I have a large survey that I am working with. The main survey data is stored as a CSV file. The variable and value label files are included in both SAS-format as well as SPSS-format, but stored as TXT files.
I have seen that there are several ways to easily read in data to R when it is saved in SAS/SPSS/STATA native formats (.sas/.sav/.dta). So far, all of the solutions that I've come across using haven
, labelled
, foreign
solutions assume that the data is stored using the respective "other" program's native format. I can't seem to find any advice on how to add labels to CSV data using TXT files stored in some standard SAS/SPSS format.

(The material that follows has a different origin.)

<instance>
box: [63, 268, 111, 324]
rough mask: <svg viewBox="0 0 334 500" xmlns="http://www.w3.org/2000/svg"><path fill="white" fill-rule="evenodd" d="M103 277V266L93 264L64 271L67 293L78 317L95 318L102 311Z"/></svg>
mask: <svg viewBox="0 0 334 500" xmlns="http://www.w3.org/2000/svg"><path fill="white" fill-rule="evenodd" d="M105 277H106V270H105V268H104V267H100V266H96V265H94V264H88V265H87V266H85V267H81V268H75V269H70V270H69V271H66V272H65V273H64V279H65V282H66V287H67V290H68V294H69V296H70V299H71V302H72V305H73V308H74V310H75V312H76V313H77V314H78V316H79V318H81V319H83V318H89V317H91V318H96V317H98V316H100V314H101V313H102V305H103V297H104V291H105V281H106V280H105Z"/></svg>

So let's say the three files I have are named:
data.csv
sas_var_labels.txt
sas_val_labels.txt
data.csv
looks something like:
AB001; AB002; AC001
-9; -9; -7
-1; -9; -8
-3; -9; 100
-9; -1; 200
-4; -1; 100
sas_var_labels.txt
looks like this:
AB001 = "A-Section A, category B, question 1"
AB002 = "A-Section A, category B, question 2"
AC001 = "A-Section A, category C, question 1"
And finally, sas_val_labels.txt
looks like this:
; value AB001 -9 = "-9.not applicable"
-8 = "-8.no response"
-7 = "-7.unknown"
-1 = "-1.other duration"
1 = "1.1 year"
2 = "2.1 to 3 years"
3 = "3.4 to 6 years"
4 = "4.More than 6 years"
; value AB002 -9 = "-9.not applicable"
-8 = "-8.no response"
-7 = "-7.unknown"
-1 = "-1.other type"
; value AC001 -9 = "-9.not applicable"
-8 = "-8.no response"
-7 = "-7.unknowns"
-5 = "-5.non-codable"
-1 = "-1.other category"
100 = "100.First division"
200 = "200.Second division"
My approach so far:
For the main data, I just call:
dat <- read.csv("data.csv", sep=";", stringsAsFactors=FALSE)
For the variable labels, as the number of labels matches the columns in the data exactly, I'm just reading in the TXT file the same way, and then assigning the second column to the data using var_label()
from the labelled
package:
#first I read in the variable labels into R as a dataframe
var_labs <- read.csv("sas_var_label.txt", sep="=", stringsAsFactors=FALSE, header=FALSE, strip.white=TRUE)
#next, I assign the second column to the data as it matches exactly (for the moment)
labelled::var_label(dat) <- var_labs$V2
For the value labels, on the other hand, my approach becomes more complicated as the labels file is not neatly separated by delimiters for all of the columns and row combinations, as you can see in the example provided above.
My first question is: is there an easy way to read in this file so that the structure of the value label TXT file is preserved?
My more general question is: is there a a better approach to handling these label TXT files? I'm sure I'm missing something, so any suggestions would be welcome.